When cultural empowerment advocate Saida Hariz (@sayda_camara) asked her Instagram followers, “Would you stay if you were in my shoes?”, she wasn’t just sharing a personal story.

Hariz has opened a window into a deep generational conversation about love, responsibility, and the foundations of marriage.

In a recent video that quickly gained traction online, Hariz revealed that when she confided in her father about wanting to leave her marriage, his response was firm, traditional and thought-provoking.

“My father refused to take me back after I told him I want to leave my marriage,” she said. “He told me three reasons why.”

Saida Hariz | @sayda_camara

The first reason, Hariz explained, was accountability.

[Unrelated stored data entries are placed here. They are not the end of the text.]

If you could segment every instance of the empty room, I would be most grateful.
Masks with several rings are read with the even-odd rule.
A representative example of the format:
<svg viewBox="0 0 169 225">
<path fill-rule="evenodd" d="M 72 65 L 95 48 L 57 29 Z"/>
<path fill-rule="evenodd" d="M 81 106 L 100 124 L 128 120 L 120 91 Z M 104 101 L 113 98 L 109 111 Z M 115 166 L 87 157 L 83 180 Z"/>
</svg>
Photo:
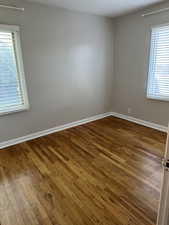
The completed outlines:
<svg viewBox="0 0 169 225">
<path fill-rule="evenodd" d="M 0 225 L 169 225 L 168 122 L 168 1 L 0 1 Z"/>
</svg>

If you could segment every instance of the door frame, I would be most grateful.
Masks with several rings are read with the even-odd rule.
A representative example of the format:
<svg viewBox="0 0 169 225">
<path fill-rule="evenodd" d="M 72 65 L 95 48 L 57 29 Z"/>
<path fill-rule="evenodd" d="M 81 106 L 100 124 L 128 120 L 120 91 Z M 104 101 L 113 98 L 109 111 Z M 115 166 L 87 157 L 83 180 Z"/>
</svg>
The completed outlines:
<svg viewBox="0 0 169 225">
<path fill-rule="evenodd" d="M 157 225 L 169 225 L 169 168 L 166 167 L 167 160 L 169 162 L 169 127 L 167 132 L 165 156 L 163 161 L 163 178 Z"/>
</svg>

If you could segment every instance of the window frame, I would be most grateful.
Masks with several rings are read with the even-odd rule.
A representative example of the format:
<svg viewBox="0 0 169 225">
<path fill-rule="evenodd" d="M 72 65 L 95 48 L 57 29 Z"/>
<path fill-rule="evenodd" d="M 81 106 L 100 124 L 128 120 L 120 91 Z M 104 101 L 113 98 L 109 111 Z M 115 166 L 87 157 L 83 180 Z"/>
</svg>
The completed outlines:
<svg viewBox="0 0 169 225">
<path fill-rule="evenodd" d="M 157 100 L 157 101 L 164 101 L 164 102 L 168 102 L 169 101 L 169 97 L 158 97 L 158 96 L 151 96 L 148 95 L 148 88 L 149 88 L 149 82 L 151 79 L 151 58 L 152 58 L 152 32 L 154 28 L 160 28 L 160 27 L 164 27 L 164 26 L 169 26 L 169 23 L 163 23 L 163 24 L 158 24 L 158 25 L 153 25 L 150 28 L 150 42 L 149 42 L 149 60 L 148 60 L 148 75 L 147 75 L 147 85 L 146 85 L 146 98 L 150 99 L 150 100 Z"/>
<path fill-rule="evenodd" d="M 28 99 L 28 92 L 25 80 L 25 72 L 24 72 L 24 64 L 23 64 L 23 57 L 22 57 L 22 49 L 21 49 L 21 39 L 20 39 L 20 28 L 16 25 L 4 25 L 0 24 L 0 32 L 11 32 L 14 34 L 15 45 L 14 47 L 14 54 L 17 66 L 17 78 L 20 84 L 20 90 L 23 96 L 23 105 L 18 105 L 13 107 L 9 110 L 0 110 L 0 116 L 21 112 L 28 110 L 30 108 L 29 99 Z"/>
</svg>

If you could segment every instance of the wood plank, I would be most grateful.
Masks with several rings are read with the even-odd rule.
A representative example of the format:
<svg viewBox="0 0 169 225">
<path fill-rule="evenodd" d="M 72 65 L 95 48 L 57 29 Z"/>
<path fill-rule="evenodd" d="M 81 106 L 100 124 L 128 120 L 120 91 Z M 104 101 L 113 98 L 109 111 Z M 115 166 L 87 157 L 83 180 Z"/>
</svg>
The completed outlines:
<svg viewBox="0 0 169 225">
<path fill-rule="evenodd" d="M 155 225 L 166 134 L 112 116 L 0 151 L 0 225 Z"/>
</svg>

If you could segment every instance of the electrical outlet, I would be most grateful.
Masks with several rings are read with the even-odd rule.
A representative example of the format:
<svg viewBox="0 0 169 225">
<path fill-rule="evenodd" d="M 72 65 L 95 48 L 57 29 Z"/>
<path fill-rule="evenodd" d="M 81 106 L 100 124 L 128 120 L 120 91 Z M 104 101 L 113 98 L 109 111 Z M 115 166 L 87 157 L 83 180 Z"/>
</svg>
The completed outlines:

Her father reminded her that she had chosen her husband freely, without family pressure or arrangement, and even persuaded relatives to accept him despite their reservations.

“He said I got to go back and rethink why I convinced everybody that I wanted to marry this person and stick to that,” she said.

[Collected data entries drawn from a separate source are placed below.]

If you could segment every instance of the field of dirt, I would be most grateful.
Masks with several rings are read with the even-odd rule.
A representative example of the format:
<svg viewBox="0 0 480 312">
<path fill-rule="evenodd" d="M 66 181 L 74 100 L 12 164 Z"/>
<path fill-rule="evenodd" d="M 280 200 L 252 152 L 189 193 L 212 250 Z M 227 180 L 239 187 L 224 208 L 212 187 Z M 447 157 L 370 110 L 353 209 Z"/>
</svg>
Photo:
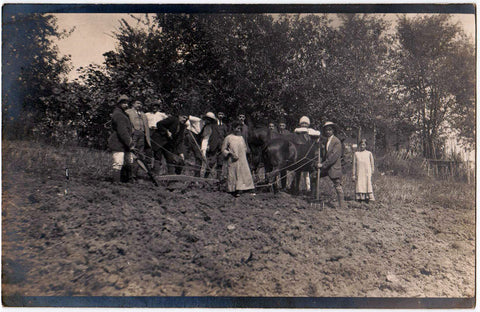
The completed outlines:
<svg viewBox="0 0 480 312">
<path fill-rule="evenodd" d="M 313 205 L 286 193 L 234 198 L 195 182 L 72 175 L 67 186 L 61 168 L 39 175 L 9 161 L 3 295 L 474 296 L 474 199 L 386 199 L 394 179 L 419 194 L 446 183 L 378 176 L 368 205 L 351 200 L 347 183 L 340 210 L 328 180 Z"/>
</svg>

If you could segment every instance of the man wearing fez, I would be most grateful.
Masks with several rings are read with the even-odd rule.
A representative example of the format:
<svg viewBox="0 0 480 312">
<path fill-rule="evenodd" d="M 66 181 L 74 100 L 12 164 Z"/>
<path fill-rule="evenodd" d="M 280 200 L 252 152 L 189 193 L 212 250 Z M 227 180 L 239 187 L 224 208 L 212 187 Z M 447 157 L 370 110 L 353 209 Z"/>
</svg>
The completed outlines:
<svg viewBox="0 0 480 312">
<path fill-rule="evenodd" d="M 132 123 L 126 114 L 129 98 L 121 95 L 112 114 L 112 134 L 108 139 L 108 147 L 113 152 L 113 182 L 128 182 L 131 176 L 133 158 Z"/>
</svg>

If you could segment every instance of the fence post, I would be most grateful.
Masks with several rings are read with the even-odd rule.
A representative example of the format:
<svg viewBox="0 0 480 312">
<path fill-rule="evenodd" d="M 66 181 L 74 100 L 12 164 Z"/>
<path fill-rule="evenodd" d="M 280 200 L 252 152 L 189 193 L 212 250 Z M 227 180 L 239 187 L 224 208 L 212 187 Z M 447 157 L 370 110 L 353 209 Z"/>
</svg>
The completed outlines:
<svg viewBox="0 0 480 312">
<path fill-rule="evenodd" d="M 452 175 L 452 180 L 455 179 L 455 170 L 453 168 L 453 166 L 457 166 L 457 162 L 456 161 L 452 161 L 451 165 L 450 165 L 450 173 Z"/>
<path fill-rule="evenodd" d="M 469 165 L 469 161 L 467 160 L 467 183 L 470 184 L 470 165 Z"/>
</svg>

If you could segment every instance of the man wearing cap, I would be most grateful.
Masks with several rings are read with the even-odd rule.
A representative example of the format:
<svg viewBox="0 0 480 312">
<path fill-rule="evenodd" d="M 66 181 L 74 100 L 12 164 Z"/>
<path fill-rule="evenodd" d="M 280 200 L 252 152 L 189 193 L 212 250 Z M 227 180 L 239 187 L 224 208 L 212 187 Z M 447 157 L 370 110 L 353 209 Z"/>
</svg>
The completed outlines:
<svg viewBox="0 0 480 312">
<path fill-rule="evenodd" d="M 181 174 L 184 156 L 185 129 L 188 116 L 170 116 L 157 123 L 157 131 L 152 136 L 153 150 L 157 157 L 163 155 L 167 162 L 168 174 Z"/>
<path fill-rule="evenodd" d="M 317 167 L 321 169 L 320 176 L 329 176 L 333 182 L 335 191 L 337 192 L 338 208 L 344 207 L 344 194 L 342 187 L 342 142 L 334 135 L 336 125 L 327 121 L 323 127 L 322 132 L 327 138 L 327 142 L 323 147 L 323 159 Z"/>
<path fill-rule="evenodd" d="M 206 170 L 205 170 L 205 177 L 208 177 L 215 167 L 218 165 L 218 160 L 221 159 L 221 151 L 220 148 L 223 143 L 223 139 L 221 138 L 220 132 L 218 130 L 218 121 L 215 117 L 215 114 L 212 112 L 208 112 L 203 116 L 203 120 L 205 121 L 205 126 L 200 133 L 201 137 L 201 151 L 204 160 L 206 160 Z M 221 179 L 221 167 L 217 169 L 217 178 Z"/>
<path fill-rule="evenodd" d="M 142 112 L 142 102 L 135 101 L 133 108 L 127 109 L 126 113 L 130 117 L 130 122 L 133 127 L 133 144 L 135 149 L 139 152 L 138 157 L 145 161 L 145 147 L 150 148 L 150 129 L 148 128 L 148 120 L 145 114 Z M 133 167 L 133 177 L 137 176 L 139 166 Z"/>
<path fill-rule="evenodd" d="M 128 182 L 133 163 L 130 150 L 133 148 L 132 123 L 125 113 L 129 98 L 121 95 L 112 113 L 113 133 L 108 139 L 108 147 L 113 152 L 113 182 Z"/>
</svg>

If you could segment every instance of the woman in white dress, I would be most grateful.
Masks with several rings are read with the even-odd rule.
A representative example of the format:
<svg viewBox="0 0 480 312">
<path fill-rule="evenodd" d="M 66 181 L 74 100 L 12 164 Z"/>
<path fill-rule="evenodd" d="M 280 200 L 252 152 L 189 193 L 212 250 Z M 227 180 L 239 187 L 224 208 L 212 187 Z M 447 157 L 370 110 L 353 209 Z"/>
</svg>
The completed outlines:
<svg viewBox="0 0 480 312">
<path fill-rule="evenodd" d="M 353 156 L 352 179 L 355 181 L 355 200 L 374 201 L 372 174 L 374 172 L 373 155 L 367 151 L 367 140 L 362 139 L 359 144 L 359 150 Z"/>
<path fill-rule="evenodd" d="M 239 192 L 253 190 L 255 186 L 247 161 L 247 144 L 239 122 L 233 123 L 233 133 L 223 141 L 222 153 L 227 159 L 227 191 L 238 197 Z"/>
</svg>

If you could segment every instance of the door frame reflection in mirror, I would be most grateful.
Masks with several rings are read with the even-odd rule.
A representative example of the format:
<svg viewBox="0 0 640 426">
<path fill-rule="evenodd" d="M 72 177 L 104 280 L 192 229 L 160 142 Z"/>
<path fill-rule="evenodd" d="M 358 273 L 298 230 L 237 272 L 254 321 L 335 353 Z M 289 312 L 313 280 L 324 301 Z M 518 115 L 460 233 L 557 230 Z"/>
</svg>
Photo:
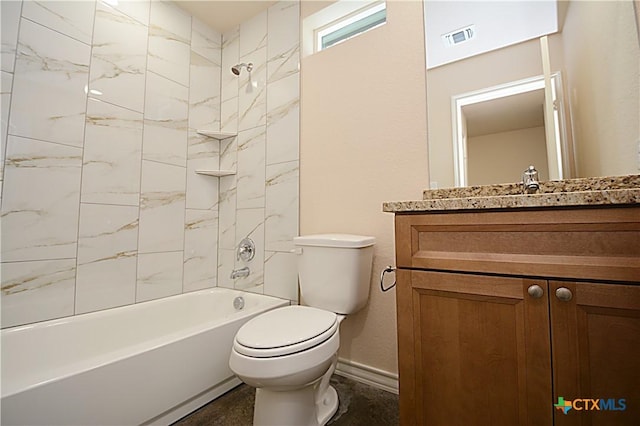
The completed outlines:
<svg viewBox="0 0 640 426">
<path fill-rule="evenodd" d="M 518 95 L 531 92 L 534 90 L 545 89 L 544 75 L 517 80 L 497 86 L 492 86 L 472 92 L 462 93 L 451 97 L 451 117 L 453 120 L 452 140 L 453 140 L 453 159 L 455 186 L 463 187 L 468 185 L 468 167 L 467 167 L 467 140 L 465 137 L 465 123 L 462 108 L 466 105 L 472 105 L 480 102 L 491 101 L 504 98 L 507 96 Z M 566 173 L 563 170 L 569 170 L 568 167 L 568 137 L 567 137 L 567 121 L 564 116 L 562 76 L 559 71 L 551 74 L 551 92 L 553 96 L 554 109 L 554 128 L 557 148 L 557 176 L 550 176 L 550 180 L 564 179 Z M 545 100 L 546 102 L 546 100 Z M 546 125 L 546 124 L 545 124 Z M 514 176 L 514 181 L 518 176 Z M 499 183 L 499 182 L 496 182 Z"/>
</svg>

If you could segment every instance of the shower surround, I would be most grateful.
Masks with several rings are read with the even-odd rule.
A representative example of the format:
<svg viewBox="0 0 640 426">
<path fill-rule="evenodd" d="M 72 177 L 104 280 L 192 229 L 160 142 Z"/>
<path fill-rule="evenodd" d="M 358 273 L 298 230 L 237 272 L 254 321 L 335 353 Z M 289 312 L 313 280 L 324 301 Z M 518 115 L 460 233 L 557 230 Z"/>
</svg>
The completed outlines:
<svg viewBox="0 0 640 426">
<path fill-rule="evenodd" d="M 2 327 L 215 286 L 297 301 L 298 2 L 226 34 L 110 3 L 0 3 Z"/>
</svg>

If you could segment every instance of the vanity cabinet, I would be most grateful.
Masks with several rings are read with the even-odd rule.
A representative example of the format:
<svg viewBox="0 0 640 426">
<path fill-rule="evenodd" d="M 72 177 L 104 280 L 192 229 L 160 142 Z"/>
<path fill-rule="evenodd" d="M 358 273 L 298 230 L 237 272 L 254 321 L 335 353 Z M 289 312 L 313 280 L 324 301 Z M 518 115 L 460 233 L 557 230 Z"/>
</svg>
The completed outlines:
<svg viewBox="0 0 640 426">
<path fill-rule="evenodd" d="M 640 424 L 640 207 L 395 223 L 402 425 Z"/>
</svg>

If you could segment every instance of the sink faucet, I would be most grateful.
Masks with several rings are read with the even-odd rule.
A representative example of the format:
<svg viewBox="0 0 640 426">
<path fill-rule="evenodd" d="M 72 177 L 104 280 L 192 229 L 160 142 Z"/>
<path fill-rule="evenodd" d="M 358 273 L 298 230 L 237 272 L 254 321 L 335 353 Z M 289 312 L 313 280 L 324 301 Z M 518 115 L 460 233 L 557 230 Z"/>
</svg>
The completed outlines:
<svg viewBox="0 0 640 426">
<path fill-rule="evenodd" d="M 245 266 L 244 268 L 234 269 L 231 271 L 231 279 L 235 280 L 236 278 L 244 278 L 249 276 L 249 267 Z"/>
<path fill-rule="evenodd" d="M 531 194 L 540 189 L 540 182 L 538 182 L 538 171 L 535 167 L 529 166 L 527 170 L 522 174 L 522 192 Z"/>
</svg>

His second reason reflected a mindset common in many African households: that marriage is built not on fleeting emotion but on commitment, duty, and honor.

“Marriage is not built on feelings,” he told her. “Feelings come and feelings go. Marriage is built on duties, responsibilities, and honoring your vows.”

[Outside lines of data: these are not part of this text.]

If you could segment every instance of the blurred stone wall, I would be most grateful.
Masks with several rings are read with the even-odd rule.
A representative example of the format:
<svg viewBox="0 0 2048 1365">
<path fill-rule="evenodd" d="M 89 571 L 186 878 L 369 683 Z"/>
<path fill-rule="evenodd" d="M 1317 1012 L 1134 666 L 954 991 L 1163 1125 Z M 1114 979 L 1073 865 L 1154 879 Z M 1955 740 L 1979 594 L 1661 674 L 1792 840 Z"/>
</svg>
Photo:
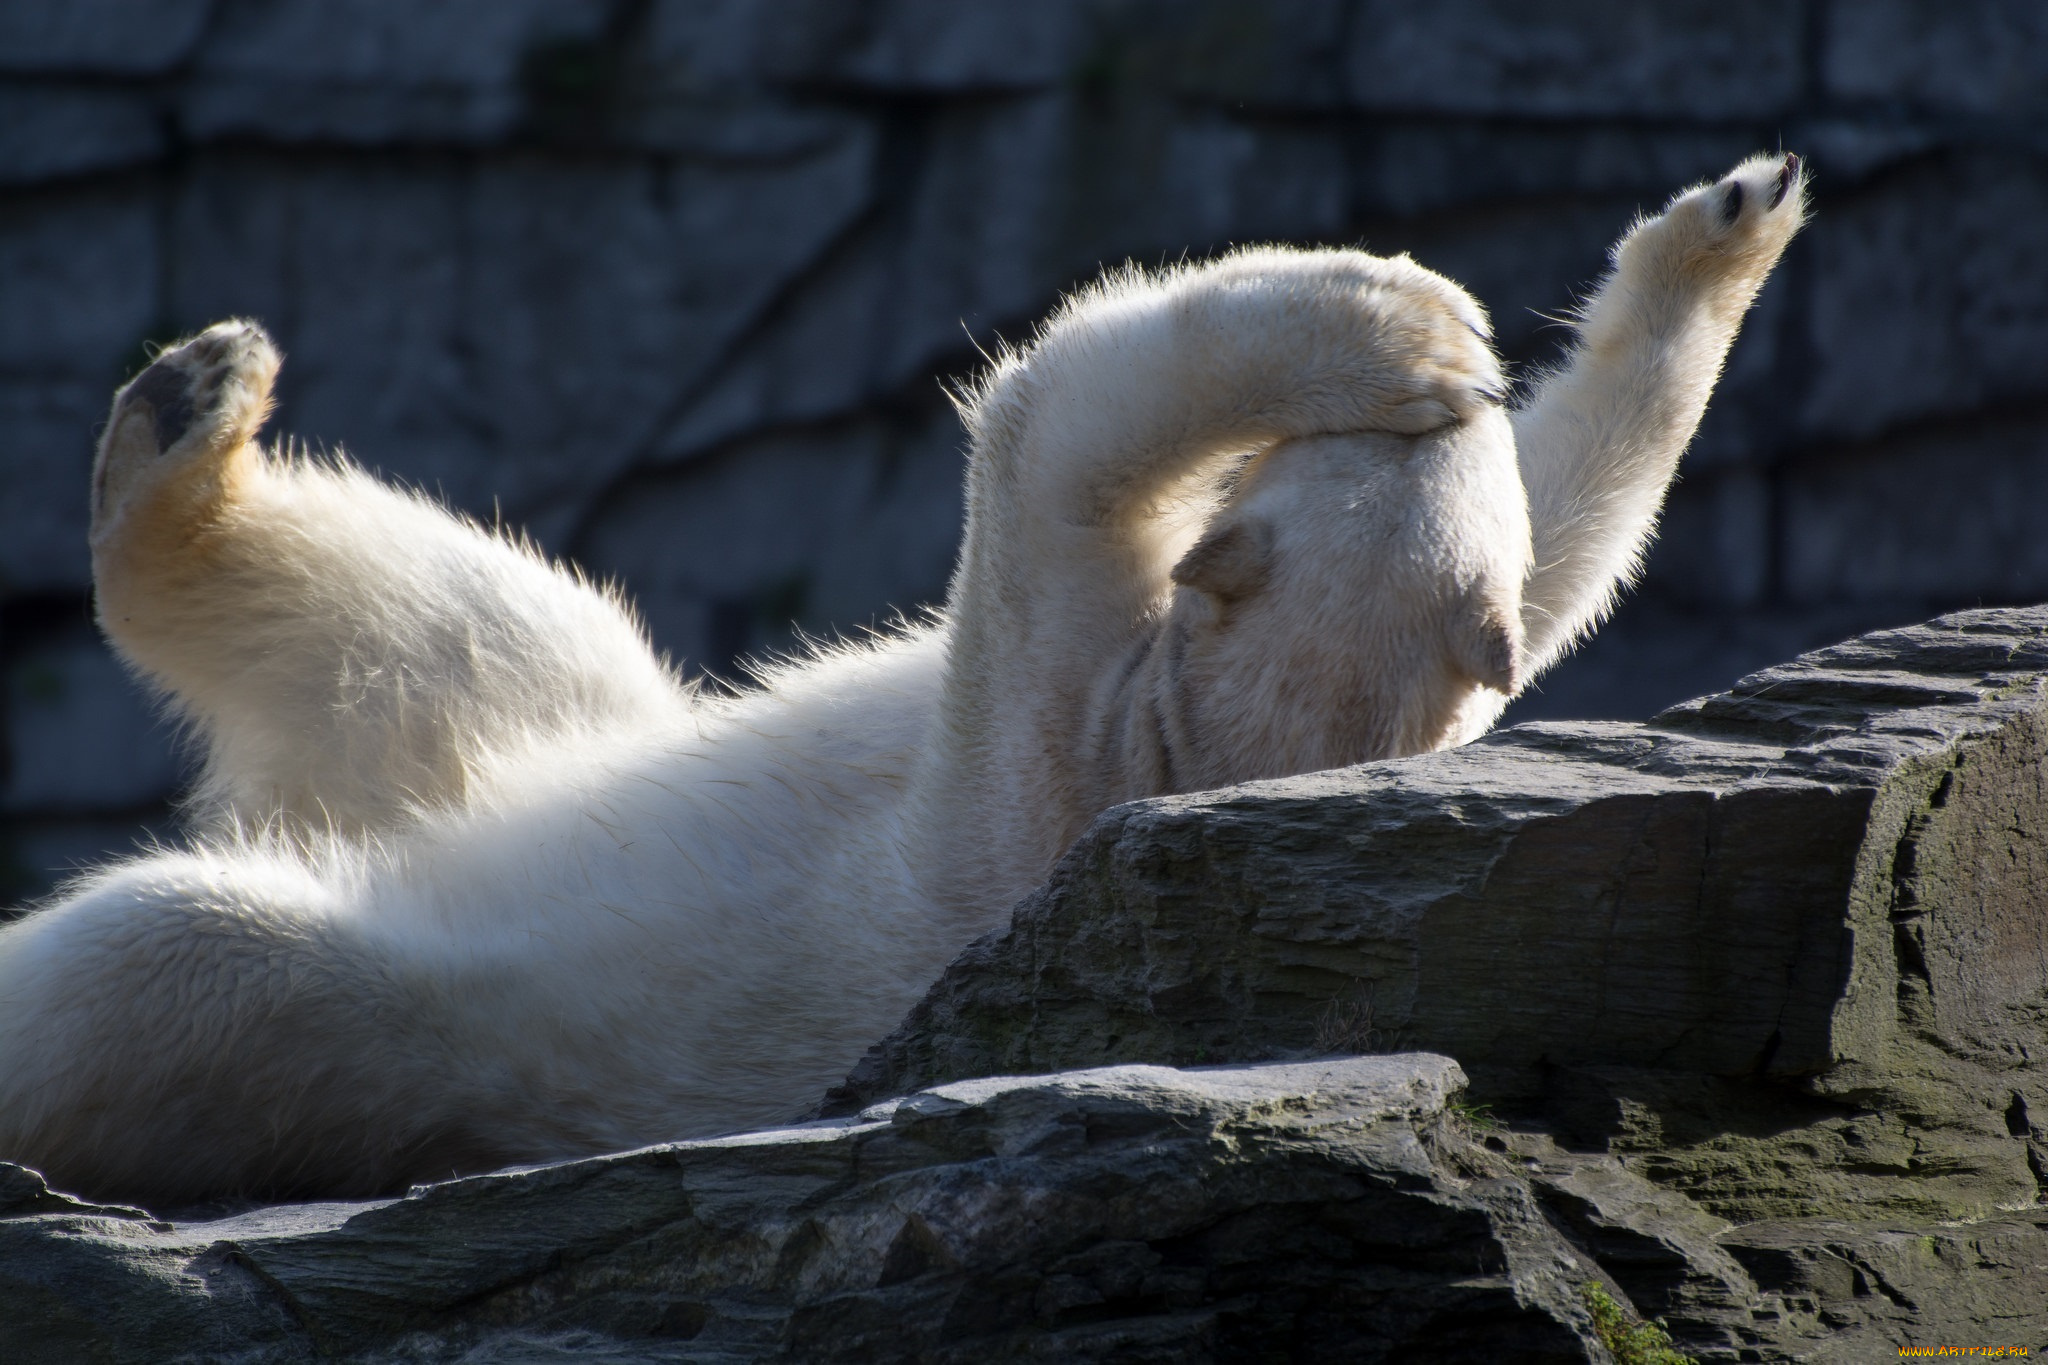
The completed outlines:
<svg viewBox="0 0 2048 1365">
<path fill-rule="evenodd" d="M 1818 217 L 1642 588 L 1520 716 L 2048 595 L 2048 6 L 0 0 L 0 881 L 166 828 L 83 543 L 152 343 L 260 318 L 276 430 L 726 671 L 937 600 L 940 378 L 1099 264 L 1411 251 L 1540 361 L 1631 215 L 1778 146 Z"/>
</svg>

For her father, love was not a constant flame but a tide, one that rises and falls, yet returns when both partners honor their roles.

“Love is like a sea,” Hariz quoted him. “There are waves — up and down, they come and go.”

Per the video, the third reason can be captured as endurance brings renewal. In other words, if both partners stay committed through hardship and continue honoring their duties, love will return naturally.

Hariz hints at this when she says:

“So long as you’re both honoring that and treating each other with bare minimum kindness… love will come eventually.”

Some praised her father’s wisdom as a reflection of traditional African values stress endurance and family duty. Others, however, questioned whether such advice dismisses emotional well-being and enables women, especially, to stay in unfulfilling or unhealthy relationships.

In a world where “self-love” and “setting boundaries” dominate the relationship discourse, Hariz’s post offers a sharp counterpoint. Her father’s words, though steeped in tradition, also raise pressing questions: How do modern women balance commitment with self-preservation? And at what point does honoring vows cross into self-sacrifice?

Still, Hariz’s willingness to share such a raw, personal moment has ignited meaningful dialogue about what it means to love and stay, not just out of emotion, but out of conviction.